A pair of lawsuits targeting entities that JPMorgan Chase & Co. and Capital One Financial Corp. use to bundle credit-card loans into bonds could threaten the future of the $563 billion market for debt backed by consumer obligations.

At issue is whether credit card interest rates can be considered usurious. A Civil War-era piece of legislation has long shielded national banks from having to comply with state regulations, some of which cap the maximum rate on loans at as little as 5%. But borrowers are arguing that the packaging of credit-card debt into notes to sell to investors removes it so far from a bank that the shield shouldn’t apply.

The defendants say the suits are baseless because banks still maintain customer relationships and charge interest - even if they’ve bundled rights to receive the interest into securities.
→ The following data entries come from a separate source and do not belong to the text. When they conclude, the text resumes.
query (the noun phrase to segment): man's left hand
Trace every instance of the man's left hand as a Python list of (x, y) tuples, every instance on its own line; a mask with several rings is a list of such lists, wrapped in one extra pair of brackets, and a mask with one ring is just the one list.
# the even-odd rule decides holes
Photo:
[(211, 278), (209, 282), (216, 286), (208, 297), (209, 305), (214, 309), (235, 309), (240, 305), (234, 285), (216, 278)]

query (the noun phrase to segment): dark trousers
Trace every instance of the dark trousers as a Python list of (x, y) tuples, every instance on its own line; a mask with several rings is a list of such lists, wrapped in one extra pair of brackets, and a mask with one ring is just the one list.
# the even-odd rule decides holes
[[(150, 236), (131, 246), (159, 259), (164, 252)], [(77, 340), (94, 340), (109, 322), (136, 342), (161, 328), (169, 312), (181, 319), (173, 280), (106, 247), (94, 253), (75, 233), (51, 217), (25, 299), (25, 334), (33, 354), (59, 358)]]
Should the plaintiffs prevail, the ruling would chill the market for bonds tied to consumer loans, industry groups say, forcing banks to keep more risk on their balance sheets and stifling their ability to extend credit. The fallout could ultimately extended to the $9 trillion mortgage-backed securities market, causing home loans to fall under a patchwork of state regulations, they warn.

“Is it something that people worry about? Absolutely,” said Scott Cammarn, co-chair of the financial services group at Cadwalader, Wickersham & Taft in Charlotte, North Carolina. “It’s worried about by originators. It’s worried about in the secondary market.”
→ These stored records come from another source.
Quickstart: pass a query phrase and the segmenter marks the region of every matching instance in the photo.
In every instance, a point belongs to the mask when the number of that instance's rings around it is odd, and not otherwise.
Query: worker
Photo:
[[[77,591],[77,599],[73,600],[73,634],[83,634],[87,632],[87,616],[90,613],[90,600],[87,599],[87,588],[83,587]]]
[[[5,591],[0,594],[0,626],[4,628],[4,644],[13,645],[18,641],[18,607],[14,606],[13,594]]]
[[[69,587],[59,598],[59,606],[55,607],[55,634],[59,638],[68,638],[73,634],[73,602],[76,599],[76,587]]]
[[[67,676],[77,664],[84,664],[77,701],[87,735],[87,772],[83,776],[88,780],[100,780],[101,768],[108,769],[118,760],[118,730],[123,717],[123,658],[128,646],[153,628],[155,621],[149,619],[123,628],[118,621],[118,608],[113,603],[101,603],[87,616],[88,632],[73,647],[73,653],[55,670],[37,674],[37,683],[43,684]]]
The plaintiffs - a group of New York credit-card users paying interest rates on their balances in excess of the state usury limit of 16% - are seeking class-action status for the cases. U.S. consumers pay an average interest rate of 17.1% on their credit-card debt, according to the Federal Reserve.
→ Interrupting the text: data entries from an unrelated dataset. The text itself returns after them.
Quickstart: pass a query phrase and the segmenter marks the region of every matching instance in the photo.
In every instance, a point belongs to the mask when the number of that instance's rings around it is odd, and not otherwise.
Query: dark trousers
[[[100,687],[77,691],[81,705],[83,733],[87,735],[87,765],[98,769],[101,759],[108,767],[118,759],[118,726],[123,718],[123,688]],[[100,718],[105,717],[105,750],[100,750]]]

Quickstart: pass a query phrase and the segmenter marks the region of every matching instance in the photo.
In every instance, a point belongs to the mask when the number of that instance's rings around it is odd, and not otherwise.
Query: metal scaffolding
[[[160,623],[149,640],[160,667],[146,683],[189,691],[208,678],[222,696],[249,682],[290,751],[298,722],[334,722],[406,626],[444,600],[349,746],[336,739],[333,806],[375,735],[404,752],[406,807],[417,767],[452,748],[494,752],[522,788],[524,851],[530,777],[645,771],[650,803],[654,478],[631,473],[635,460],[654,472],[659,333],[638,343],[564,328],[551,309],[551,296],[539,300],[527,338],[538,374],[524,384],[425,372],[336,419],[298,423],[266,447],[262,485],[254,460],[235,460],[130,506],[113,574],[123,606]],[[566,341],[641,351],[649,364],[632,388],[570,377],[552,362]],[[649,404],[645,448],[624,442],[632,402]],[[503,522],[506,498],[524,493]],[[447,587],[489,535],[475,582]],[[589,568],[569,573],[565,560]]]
In 2015, the Second Circuit Court of Appeals - which hears cases from New York, Connecticut and Vermont, ruled that banks’ shield from usury laws doesn’t apply if a lender writes off bad credit card loans and sells the accounts to a non-bank debt collector.

The cardholders are arguing that the process of bundling credit card loans into bonds - which requires a bank to sell the debt into a separate bankruptcy remote vehicle - is effectively the same type of transfer, making the credit-card rates usurious under state law and therefore uncollectable. A favorable ruling for the plaintiffs would apply to securitized bonds containing credit-card loans made to borrowers residing within the Second Circuit’s jurisdiction. But market participants say it would likely only be a matter of time before similar cases popped up elsewhere, tied to other types of debt. Credit-card and other asset-backed securities make up about $563 billion of the broader market for securitized bonds.